When people hear the term “periodontal disease,” many think of the process of gum recession that is associated with age. However, periodontal disease, a serious bacterial infection that destroys the teeth and the structures surrounding the teeth like gingival tissue and bone, is certainly not limited to adults, as some may believe. In fact, periodontal breakdown can occur in children too, since juveniles are susceptible to periodontal breakdown as well as adults. It may come as a surprise to learn that around 50% of children suffer from a form of periodontal disease! Therefore, it is important to understand both the causes and treatment of juvenile periodontitis.
Primarily, periodontitis results from poor oral hygiene in young children. Juvenile periodontitis is a kind of periodontitis that invades the tissue particularly at the time of the eruption of permanent teeth, and localized juvenile periodontitis occurs frequently around the molars and incisors. “Periodontal” literally means “around the teeth,” and younger kids often struggle to thoroughly clean the areas around and between their teeth without assistance. Lacking proper teaching and without regular oral checkups, a child may develop gingivitis that goes unnoticed for a significant period of time. Unchecked, the disease will progress into periodontitis, and ultimately the underlying bone surrounding the teeth will be destroyed and will not effectively hold the teeth in place.
Also, hormonal changes accompanying puberty often exacerbate teenagers’ susceptibility to gum disease. The escalated hormone levels cause an increase of blood flow to the gums, heightening gingival sensitivity and compounding any irritation that may result from food and debris trapped around the gum area. Thus, it is imperative that teens take particular care to keep their gums free of bacteria to avoid permanent damage to teeth and surrounding structures.
Finally, a child’s vulnerability to periodontal disease may be attributed to immune system factors. White blood cells protect the body from bacterial infection. In particular, neutrophils are a type of white blood cell that absorb bacteria and use enzymes to neutralize the invaders. However, in children with juvenile periodontitis, the neutrophils do not effectively engulf the bacteria, resulting in the rapid onset of bacterial invasion. Such unmitigated infection may cause severe tissue infection initiated by the accumulation of plaque.

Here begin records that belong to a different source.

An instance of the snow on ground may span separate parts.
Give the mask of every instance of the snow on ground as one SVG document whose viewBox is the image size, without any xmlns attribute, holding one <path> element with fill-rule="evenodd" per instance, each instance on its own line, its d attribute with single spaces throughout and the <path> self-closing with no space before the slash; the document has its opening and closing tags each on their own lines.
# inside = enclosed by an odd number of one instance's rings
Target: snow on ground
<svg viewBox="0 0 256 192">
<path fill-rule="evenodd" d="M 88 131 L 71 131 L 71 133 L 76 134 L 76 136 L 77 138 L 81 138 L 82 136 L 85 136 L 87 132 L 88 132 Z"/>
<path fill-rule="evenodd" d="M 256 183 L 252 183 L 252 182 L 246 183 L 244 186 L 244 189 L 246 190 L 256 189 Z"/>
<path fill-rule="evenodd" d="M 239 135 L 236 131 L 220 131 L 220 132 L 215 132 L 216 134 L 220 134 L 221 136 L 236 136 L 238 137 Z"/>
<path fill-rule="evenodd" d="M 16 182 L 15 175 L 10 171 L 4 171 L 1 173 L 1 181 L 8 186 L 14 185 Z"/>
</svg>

As previously mentioned, juvenile periodontitis often goes unnoticed till the infection is severe. One reason for this lack of detection is that the problematic area sometimes does not appear inflamed to the naked eye, a characteristic unique to a number of children with periodontal disease. However, the rate of bone loss in children with periodontal disease progresses 3 to 4 times faster than adults with periodontitis. This alarming statistic necessitates that dental care professionals monitor the oral health of their juvenile patients with vigilance, especially since it is easy for this disease to go undiscovered until it has progressed severely.
Along with helping your child establish a consistent oral care regimen at home, it is important to schedule regular dental checkups and periodontal evaluations, so that I can complete a thorough oral evaluation to check for irritated gums, bleeding gingiva, recession, bad breath, tenderness, and other signs indicative of early periodontal issues. In some cases, I may perform periodontal therapy to prevent damage to the bones and tissue supporting the teeth. I may also recommend medication, vitamin supplements, or alterations in diet to help prevent the onset of gum disease.